Cela est bien loin de la précédente position de la Commission européenne. En 2011, Michel Barnier, alors Commissaire européen au marché intérieur et aux services, avait proposé un cadre s'étendant à l'Union européenne consacré à protéger les utilisateurs et les citoyens, à empêcher la fraude et à préserver l'intégrité des sports.

Plan d'action de l'UE

Le point de vue de Barnier à l'époque était que « les problèmes règlementaires, sociétaux et techniques [relatifs au pari en ligne] qui touchent l'Union européenne » ne pouvaient pas être « résolus par chaque État membre individuellement ». « Cela est particulièrement vrai au vu de la dimension transfrontalière du pari en ligne », déclara-t-il en 2012, lorsqu'il était annoncé que la Commission allait mettre en place un « plan d'action » pour clarifier la régulation du secteur et encourager la coopération entre les États membres.

La Commission européenne a désapprouvé les mesures règlementaires qui ont été prises en France, en Italie et en Espagne, lesquelles ont vu ces marchés cantonnés et les opérateurs taxés à un taux élevé. Tout cela était clairement en conflit avec les idéaux de libre circulation des services entre les États membres de l'Union européenne.

Le plan de Barnier ne proposait pas un régime d'accréditation unique de l'Union européenne, mais avait plutôt pour objectif d'assurer que les nations membres adoptent sa vision pour un contexte réglementaire plus libéral à travers l'Europe. Dans la vision des choses de Barnier, les pays membres qui refuseraient de jouer le jeu seraient alors sanctionnés.

Toutefois, Barnier quitta le poste en 2014, et son successeur, Günther Oettinger, semblait moins pressé de poursuivre la cause et plus résigné à laisser la réglementation à l'actif de chaque juridiction.

Plus divisée que jamais

Temmink expliqua : « Je peux vous assurer que si nous proposions une loi sur le pari, au premier conseil européen, nous aurions 26 membres sur les 28 qui seraient farouchement opposés à la proposition ». Il ajouta : « ce serait du suicide ».

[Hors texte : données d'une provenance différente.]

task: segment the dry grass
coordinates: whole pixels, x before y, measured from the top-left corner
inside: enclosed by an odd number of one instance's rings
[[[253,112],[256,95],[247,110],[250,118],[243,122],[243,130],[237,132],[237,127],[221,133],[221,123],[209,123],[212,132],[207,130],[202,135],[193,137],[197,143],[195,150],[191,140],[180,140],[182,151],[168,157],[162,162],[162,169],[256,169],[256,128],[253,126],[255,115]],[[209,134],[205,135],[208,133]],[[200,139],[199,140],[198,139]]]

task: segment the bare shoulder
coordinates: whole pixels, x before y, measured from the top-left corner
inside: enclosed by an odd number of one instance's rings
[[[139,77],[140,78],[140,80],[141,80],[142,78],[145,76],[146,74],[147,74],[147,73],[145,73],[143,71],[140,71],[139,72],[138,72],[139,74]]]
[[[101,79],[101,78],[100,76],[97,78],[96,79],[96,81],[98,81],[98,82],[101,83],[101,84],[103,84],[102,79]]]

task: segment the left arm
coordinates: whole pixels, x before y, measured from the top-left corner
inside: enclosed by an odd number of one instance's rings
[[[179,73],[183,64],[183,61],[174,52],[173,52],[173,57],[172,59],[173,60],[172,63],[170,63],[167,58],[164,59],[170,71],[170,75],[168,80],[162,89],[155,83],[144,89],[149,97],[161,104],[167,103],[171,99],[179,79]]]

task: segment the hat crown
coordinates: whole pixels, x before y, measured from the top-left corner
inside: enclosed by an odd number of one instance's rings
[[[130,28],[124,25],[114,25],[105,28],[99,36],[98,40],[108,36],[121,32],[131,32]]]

Depuis que Barnier a exposé son plan en 2012, une vague de nouvelles réglementations a vu le jour dans toute l'Europe, et une multitude de nouveaux régimes d'accréditation sont apparus, du Royaume-Uni au Portugal. L'Europe est devenue encore moins coordonnée en matière de jeux de casinos en ligne, et le contexte règlementaire divisé se révèle être un défi plus que jamais colossal pour les opérateurs.

« Les opérateurs doivent avoir une licence spécifique au pays dans lequel ils offrent les jeux, sans être en mesure de compter sur une reconnaissance de ces accréditations entre les pays membres de l'Union européenne », déclara Temmink. « Pour leur part, il revient aux États membres de l'Union de s'assurer qu'il y ait un système non discriminatoire d'octroi de permis ».